Dear Chris,
I hope you’re doing well. Here Jaime from the Michael Schmidt group at the University of Fribourg.
I’m interested in using multiple staircases for an experiment and noticed that MWorks includes a staircase optimizer. I was wondering if there is an existing mwell script I could review to help implement this in our experiments.
Additionally, I wanted to ask whether MWorks supports a Quest staircase or if there is a way to implement it in mworks
Thanks a lot in advance
I’ve attached a simple experiment that demonstrates how MWorks’ staircase optimizer works.

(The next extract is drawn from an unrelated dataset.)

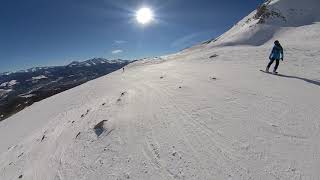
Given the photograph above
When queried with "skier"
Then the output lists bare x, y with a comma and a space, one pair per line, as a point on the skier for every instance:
276, 55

MWorks does not currently provide a QUEST staircase, but we could certainly add one. Do you have a description of how the algorithm should work? I found the documentation on PsychoPy’s QUEST staircase, so I could probably extract the algorithm from that code, but it would be easier if I had a clearly-explained procedure to implement.
Thanks for checking this one. About the algorithm:
For some of our experiments, we need to estimate the perceptual threshold at which the subject can detect a change in contrast of a visual stimulus—specifically, a square shown on the screen. The idea is to find the contrast level at which the animal can reliably detect a change, but not so high that it’s always obvious.
The basic approach is similar to a classic staircase method: we present a change in contrast (say, +20%), and observe whether the monkey detects it. If it does, we lower the contrast slightly on the next trial (e.g., to 19%); if it doesn’t, we increase it (e.g., to 21%). Over time, this back-and-forth helps us hone in on the threshold—this is where we see staircase reversals, meaning the contrast direction switches (up to down or vice versa).
In our current experiment we need multiple staircases, for that purpose I wrote the following
var staircase_min_max=[.1,3]
var staircase_step_down=.1
var staircase_step_up=.3
var list_staircase_state=[1,1,1,1,1,1,1,1,1,1,1,1]
var curr_staircase=0
var eval_staircase = 1 {
// calculate current staircase based on active params
curr_staircase=(par_side+par_iscongruent2+par_color4)
I execute the command eval_staircase=1 or =0 depending of the response of the monkey
QUEST follows a similar logic but uses a Bayesian approach, which makes the estimation much more efficient. Instead of using simple rules like “go up/down by 1%”, QUEST maintains a probability distribution (a prior) over the possible values of the threshold. It updates this distribution with each trial based on the subject’s response—whether the stimulus was detected or not.
You start by telling QUEST what kind of psychometric function you’re assuming. This includes parameters like:
The slope (how quickly the detection probability increases with contrast)
The lapse rate (to account for occasional random errors)
The guess rate (chance-level performance, e.g., 50% for a 2AFC task)
The target performance level (e.g., 75% correct), which defines what we consider “threshold”
Once that’s set, QUEST will suggest a contrast value to present. You show that to the monkey, record whether the animal detected it (1) or not (0), and feed that response back into the algorithm. Based on the updated distribution, QUEST picks a new value for the next trial. Over time, the distribution gets narrower and centers on the most likely threshold.
This runs continuously, and you can define stopping criteria however you like—number of trials, number of reversals, or when the uncertainty (posterior width) is small enough.
In practice, QUEST is usually implemented as an object that holds the internal state: the prior, the responses, and the logic to suggest the next stimulus.